Opinions
I remember one particularly dark night while growing up. A nasty thunderstorm late in the afternoon had knocked out the power, and we couldn’t milk the cows. It was too cloudy and rainy for moonlight or even a few stars. And without power, it was dark!
My father and grandfather figured out a way to connect the tractor to the vacuum pump with a drive shaft from a self-unloading wagon. Then the elder turned his car headlights on and shone them through the doorway so we could see to milk.
Memory took me back to that place as we sat on the front porch recently hoping for a thunderstorm that left us a bit disappointed. But evening gave way to night, windows began to glow and yard lights dotted the countryside. I could see the red flash at the top of the cell tower off to the east, and the big TV towers to the west. My thoughts returned to the present, to energy and the population.
Last October, the U.S. population reached 300 million. Only 39 years ago, during my lifetime, that number was 200 million. In 1915, when my grandfather was about the same age I was on that dark night with no power, we were at 100 million. Almost 100 years later and three times larger, we Americans consume a lot of “stuff.”
Take oil: 20 million barrels per day, at 42 gallons per barrel. That’s 840 million gallons a day — 19 minutes of the total flow over Niagara Falls, in oil instead of water. Total daily world oil usage would take 75 minutes.
Or coal: About half our nation’s electricity comes from it. A National Geographic magazine article stated one power plant in Indiana generated enough power for 3 million homes, burning 300 train-carloads of coal each day.
Ten years ago, I would have been in awe of those numbers but forgotten them in a week. That was before I was nominated to run for a Sheldon Township councilman position in 1998. I was elected and, after several years in office, found out that our town was being considered as a possible site for wind turbines.
People often ask: “Are you for or against the windmills?” My answer is: “It’s not that simple.”

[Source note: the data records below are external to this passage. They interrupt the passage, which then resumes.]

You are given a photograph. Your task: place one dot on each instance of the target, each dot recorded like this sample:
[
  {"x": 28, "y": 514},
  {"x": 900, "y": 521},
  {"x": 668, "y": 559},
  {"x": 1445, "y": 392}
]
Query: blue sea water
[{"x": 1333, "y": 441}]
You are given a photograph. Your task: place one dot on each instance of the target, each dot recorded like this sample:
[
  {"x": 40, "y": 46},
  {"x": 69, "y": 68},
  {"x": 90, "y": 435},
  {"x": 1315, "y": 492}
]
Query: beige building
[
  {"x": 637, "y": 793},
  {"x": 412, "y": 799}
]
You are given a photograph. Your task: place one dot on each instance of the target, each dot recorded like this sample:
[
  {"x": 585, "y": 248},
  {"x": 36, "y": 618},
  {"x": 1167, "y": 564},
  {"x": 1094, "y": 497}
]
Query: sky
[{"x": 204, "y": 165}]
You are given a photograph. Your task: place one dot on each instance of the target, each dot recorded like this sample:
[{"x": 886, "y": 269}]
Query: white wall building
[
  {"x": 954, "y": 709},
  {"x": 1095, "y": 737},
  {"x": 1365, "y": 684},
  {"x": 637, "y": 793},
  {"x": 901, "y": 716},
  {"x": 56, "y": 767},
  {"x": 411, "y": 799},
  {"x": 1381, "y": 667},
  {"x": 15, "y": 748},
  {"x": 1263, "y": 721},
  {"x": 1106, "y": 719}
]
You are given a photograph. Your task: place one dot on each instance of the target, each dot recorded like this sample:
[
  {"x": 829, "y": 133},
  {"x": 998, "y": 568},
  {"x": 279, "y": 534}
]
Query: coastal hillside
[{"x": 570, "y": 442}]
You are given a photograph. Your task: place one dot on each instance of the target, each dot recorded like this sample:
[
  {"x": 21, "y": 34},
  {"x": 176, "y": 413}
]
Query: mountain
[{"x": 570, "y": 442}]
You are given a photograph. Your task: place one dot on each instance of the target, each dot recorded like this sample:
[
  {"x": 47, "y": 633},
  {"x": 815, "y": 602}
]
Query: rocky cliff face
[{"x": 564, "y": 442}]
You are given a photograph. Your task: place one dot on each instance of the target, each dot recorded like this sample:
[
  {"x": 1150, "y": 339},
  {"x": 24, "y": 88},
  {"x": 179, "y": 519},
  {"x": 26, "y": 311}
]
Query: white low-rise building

In 2006, wind-generated energy increased by 2,454 megawatts in the United States. Plans for 2007 are for an additional 3,000 megawatts, enough for 3 million homes. But our population is growing by just under 3 million a year. Can those additional 1,500 turbines even cover the growth in homes, let alone places of work, cities with streetlights, schools, restaurants and malls?
And where are we supposed to put 1,500 additional turbines every year? No matter what we do, with the rate of population growth, wind power will account for only about 1 percent of our total electricity needs, ever.
I know the controversy. Big politics and money are involved, not just energy. There are birds and bats, water tables and transmission lines, noise, shadow-flicker, ice-throw, stray voltage, lawsuits, possible fire and just plain “I don’t want to look at them.”
There’s also “it’s my land,” it’s good for the town, they’re good for the farmers, “cats kill more birds than those things” and just plain “I think they look cool!”
So I sit on my front porch wondering what this countryside will look like in the years to come. Will red lights that top off towers be across the horizon? Will there be a distinction at all between country and city? Will the stars forever disappear? Or will we all end up in darkness?